Combiné à certains thèmes japonais solidement argumentés du type « cette fois-ci, c’est différent », tels que la fin de la déflation, la perspective d’une grande consolidation intérieure et un énorme boom du tourisme, les actions ont été poussées à la hausse dans tous les domaines.

Alors que le marché cherche à savoir comment et où se positionner à long terme après la déroute actuelle, une question cruciale est de savoir dans quelle mesure la hausse des taux de la Banque du Japon la semaine dernière est responsable de cette situation. Le Japon a-t-il jamais été suffisamment fort pour « se normaliser » après des décennies de politique ultra-accommodante et tout ce chaos sur les marchés va-t-il maintenant forcer la banque centrale à revenir sur le marché boursier en tant qu’acheteur de soutien ? Les investisseurs nationaux, qui achètent traditionnellement lors des ventes menées par les investisseurs étrangers, semblent répondre à ces questions en s’abstenant délibérément d’intervenir.

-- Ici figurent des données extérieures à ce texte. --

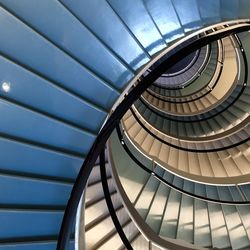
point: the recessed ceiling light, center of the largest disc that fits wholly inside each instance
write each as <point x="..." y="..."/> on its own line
<point x="6" y="86"/>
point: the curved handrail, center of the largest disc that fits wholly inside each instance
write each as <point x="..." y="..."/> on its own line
<point x="187" y="82"/>
<point x="110" y="203"/>
<point x="187" y="149"/>
<point x="195" y="196"/>
<point x="97" y="147"/>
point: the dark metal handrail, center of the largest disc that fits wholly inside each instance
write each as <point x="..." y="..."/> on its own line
<point x="99" y="144"/>
<point x="169" y="184"/>
<point x="110" y="203"/>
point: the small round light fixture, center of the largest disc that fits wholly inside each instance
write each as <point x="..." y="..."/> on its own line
<point x="6" y="87"/>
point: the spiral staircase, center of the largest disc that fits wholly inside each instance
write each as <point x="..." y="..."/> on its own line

Le problème est que le marché japonais offre aux investisseurs internationaux un très large éventail de moyens d’exprimer une grande variété d’inquiétudes, qu’elles soient mondiales ou spécifiques au Japon. Malheureusement pour le Japon, la situation actuelle fournit à la fois des raisons mondiales de réduire les risques et des raisons nationales : une combinaison qui ne s’était pas produite depuis longtemps.

Certains traders pourraient s’attendre à ce que cela s’arrête maintenant. Le Topix ayant perdu tous ses gains de l’année, les prises de bénéfices ont peut-être atteint une limite naturelle. Ce qui est plus clair, c’est que le Japon a désormais une tâche particulièrement difficile à convaincre tout le monde que nous ne sommes pas en train d’assister à une nouvelle répétition des spasmes historiques de vente au Japon, et que cette fois-ci, c’est vraiment différent.